Vom Start weg agierte die Offensive der Gäste agil gegen die aggressive 3:2:1-Deckung Pfaffenhofens, offenbarte jedoch im Abschluss Probleme, sodass in den ersten 17 Minuten lediglich 4 Tore erzielt werden konnten. Gepaart mit einer schwachen Abwehrleistung führte dies zu einem Vorsprung von sieben Toren für den Aufstiegsaspiranten (11:4, 17. Minute). Holger Mundry nahm daraufhin die erste Auszeit, um seine Mannen zu wecken. Bereits gute fünf Minuten später bestand die Möglichkeit vom Siebenmeterpunkt auf drei Tore zu verkürzen. Von der Auszeit bis zur Halbzeit musste die „Zweite“ nur vier Gegentore hinnehmen (in 13 Minuten) – die Ansprache machte sich defensiv bezahlt. Da die eigene Abschlussschwäche jedoch weiter Bestand hatte, ging es folgerichtig mit 15:10 für die Gastgeber in die Halbzeitpause. 

In Durchgang zwei gelang es trotz passender Kampfeinstellung nicht mehr den Abstand nennenswert zu verkürzen.  Die Leistung der Defensive ließ sich weiterhin sehen, kassierte man in der zweiten Hälfte nur 11 Gegentore. In der Offensive hingegen wurde zu häufig der unvorbereitete Abschluss gesucht, ohne vorher nennenswerten Druck auf die Abwehr aufzubauen. Der MTV hatte dadurch wenig Mühe, die Angriffe der Freisinger zu verteidigen. Die besten Möglichkeiten für die Gäste entstanden nach seltenem druckvollen Anstoßen oder konsequenten Spieleröffnungen.
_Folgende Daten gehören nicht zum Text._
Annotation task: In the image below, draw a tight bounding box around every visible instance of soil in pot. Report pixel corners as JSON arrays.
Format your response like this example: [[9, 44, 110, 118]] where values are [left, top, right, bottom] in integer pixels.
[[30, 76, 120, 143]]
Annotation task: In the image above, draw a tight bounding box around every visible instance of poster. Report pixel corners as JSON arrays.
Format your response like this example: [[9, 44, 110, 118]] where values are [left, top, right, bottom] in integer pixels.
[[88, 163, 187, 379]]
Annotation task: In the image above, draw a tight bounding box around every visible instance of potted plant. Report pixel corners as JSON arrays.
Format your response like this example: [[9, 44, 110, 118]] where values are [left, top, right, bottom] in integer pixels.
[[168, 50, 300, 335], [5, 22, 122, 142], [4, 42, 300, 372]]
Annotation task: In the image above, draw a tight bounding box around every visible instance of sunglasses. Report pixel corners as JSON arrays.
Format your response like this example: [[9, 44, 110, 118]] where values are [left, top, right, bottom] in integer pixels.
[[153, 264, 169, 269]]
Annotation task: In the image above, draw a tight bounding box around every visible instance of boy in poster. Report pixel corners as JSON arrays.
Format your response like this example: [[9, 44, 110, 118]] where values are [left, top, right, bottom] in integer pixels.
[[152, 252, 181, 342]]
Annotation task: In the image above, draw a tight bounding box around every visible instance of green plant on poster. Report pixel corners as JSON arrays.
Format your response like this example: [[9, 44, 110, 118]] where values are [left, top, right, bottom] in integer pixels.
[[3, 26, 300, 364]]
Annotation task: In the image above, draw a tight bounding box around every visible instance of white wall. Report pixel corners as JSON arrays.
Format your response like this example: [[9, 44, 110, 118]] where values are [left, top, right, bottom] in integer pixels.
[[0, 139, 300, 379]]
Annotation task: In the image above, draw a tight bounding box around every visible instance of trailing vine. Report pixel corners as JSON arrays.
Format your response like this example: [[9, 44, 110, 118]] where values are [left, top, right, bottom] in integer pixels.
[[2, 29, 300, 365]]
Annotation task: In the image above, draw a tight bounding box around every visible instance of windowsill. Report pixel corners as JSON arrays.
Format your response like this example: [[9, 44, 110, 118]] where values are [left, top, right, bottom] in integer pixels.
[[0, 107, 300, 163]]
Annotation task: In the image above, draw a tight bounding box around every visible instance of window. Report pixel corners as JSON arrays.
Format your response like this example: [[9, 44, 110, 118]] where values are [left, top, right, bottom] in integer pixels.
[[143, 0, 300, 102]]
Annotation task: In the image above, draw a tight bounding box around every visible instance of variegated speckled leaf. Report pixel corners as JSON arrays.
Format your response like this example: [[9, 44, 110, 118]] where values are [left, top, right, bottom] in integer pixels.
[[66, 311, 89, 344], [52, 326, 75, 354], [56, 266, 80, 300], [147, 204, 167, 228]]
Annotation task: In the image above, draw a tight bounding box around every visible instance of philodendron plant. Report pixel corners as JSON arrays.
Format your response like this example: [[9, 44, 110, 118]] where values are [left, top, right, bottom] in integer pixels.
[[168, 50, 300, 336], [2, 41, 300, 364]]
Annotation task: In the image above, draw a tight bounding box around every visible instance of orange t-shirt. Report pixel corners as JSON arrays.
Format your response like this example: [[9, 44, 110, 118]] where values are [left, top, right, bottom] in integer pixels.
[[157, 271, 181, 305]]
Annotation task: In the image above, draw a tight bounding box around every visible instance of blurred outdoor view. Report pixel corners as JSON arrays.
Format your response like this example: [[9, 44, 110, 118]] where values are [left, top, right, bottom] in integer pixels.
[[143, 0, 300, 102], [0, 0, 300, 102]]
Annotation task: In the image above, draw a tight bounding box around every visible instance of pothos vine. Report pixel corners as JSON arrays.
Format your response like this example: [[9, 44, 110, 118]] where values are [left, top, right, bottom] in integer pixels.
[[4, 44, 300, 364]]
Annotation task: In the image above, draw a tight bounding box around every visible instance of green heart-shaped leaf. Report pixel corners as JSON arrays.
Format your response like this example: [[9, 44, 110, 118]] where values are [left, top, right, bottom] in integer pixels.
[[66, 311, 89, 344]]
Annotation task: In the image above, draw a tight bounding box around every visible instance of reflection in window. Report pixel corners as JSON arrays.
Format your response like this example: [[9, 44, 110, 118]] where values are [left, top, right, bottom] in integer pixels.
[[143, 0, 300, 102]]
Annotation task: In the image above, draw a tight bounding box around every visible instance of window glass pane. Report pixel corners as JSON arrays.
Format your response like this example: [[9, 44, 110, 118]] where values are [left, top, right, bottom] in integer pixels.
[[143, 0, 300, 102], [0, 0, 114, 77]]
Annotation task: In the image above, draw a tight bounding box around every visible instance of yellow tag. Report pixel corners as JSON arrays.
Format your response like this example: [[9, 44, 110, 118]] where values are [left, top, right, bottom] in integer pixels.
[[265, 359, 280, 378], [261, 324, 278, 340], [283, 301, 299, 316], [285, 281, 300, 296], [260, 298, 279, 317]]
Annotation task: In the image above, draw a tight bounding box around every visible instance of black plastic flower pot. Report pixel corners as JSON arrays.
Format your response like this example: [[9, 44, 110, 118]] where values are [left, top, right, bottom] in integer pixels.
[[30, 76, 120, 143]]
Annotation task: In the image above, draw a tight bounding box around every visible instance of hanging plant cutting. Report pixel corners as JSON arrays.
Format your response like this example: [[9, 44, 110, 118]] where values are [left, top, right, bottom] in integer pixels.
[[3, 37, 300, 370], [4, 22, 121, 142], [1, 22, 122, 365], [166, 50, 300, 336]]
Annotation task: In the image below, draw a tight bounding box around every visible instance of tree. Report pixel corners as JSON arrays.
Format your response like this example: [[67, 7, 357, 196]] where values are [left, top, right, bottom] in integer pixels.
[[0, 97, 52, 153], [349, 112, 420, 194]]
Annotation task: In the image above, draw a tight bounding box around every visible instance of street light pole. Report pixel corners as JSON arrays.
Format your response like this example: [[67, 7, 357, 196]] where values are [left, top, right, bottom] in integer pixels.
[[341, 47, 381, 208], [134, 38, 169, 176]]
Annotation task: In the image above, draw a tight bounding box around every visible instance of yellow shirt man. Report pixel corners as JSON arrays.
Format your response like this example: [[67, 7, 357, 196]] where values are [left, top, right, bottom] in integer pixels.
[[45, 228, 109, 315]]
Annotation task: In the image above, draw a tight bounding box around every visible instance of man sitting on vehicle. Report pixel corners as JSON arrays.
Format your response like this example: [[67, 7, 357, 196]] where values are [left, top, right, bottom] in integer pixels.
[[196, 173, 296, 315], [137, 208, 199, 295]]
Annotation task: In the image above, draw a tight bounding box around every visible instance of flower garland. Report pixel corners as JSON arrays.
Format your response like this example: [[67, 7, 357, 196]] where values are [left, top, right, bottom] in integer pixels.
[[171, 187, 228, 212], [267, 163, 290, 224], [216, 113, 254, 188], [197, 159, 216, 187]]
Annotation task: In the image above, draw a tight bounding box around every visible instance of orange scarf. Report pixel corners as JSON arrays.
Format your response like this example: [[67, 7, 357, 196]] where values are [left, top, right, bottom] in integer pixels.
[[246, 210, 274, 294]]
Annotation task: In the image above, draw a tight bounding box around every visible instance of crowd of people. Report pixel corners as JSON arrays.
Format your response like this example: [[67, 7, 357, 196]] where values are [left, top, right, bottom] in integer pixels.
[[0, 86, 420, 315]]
Durch den gleichbleibenden Rückstand (18:13, 40. Minute; 23:18, 52. Minute) „plätscherte“ die Begegnung vor sich hin und mündete in einem 26:20 für Pfaffenhofen. An dieser Stelle Glückwünsche an die souveränen Tabellenführer! Unter dem Strich bleibt für die HSG II das fünfte Spiel in Folge, in dem man dem Gegner spielerisch nicht unterlegen war, jedoch nötiges Glück in entscheidenden Phasen und Konsequenz im Abschluss fehlten. Zudem war an diesem Sonntag die Abwehrleistung in der Anfangsviertelstunde ausschlaggebend für die fehlende Spannung in der Partie. 

Im letzten Spiel des Jahres (16.12., 14:30 Uhr) empfängt die „Zweite“ den VfL Waldkraiburg, welcher auf dem zweiten Platz rangiert. Die Mannschaft wird alles daran setzen, für einen versöhnlichen Abschluss der durchwachsenen ersten Spielhälfte der Saison 2018/19 zu sorgen.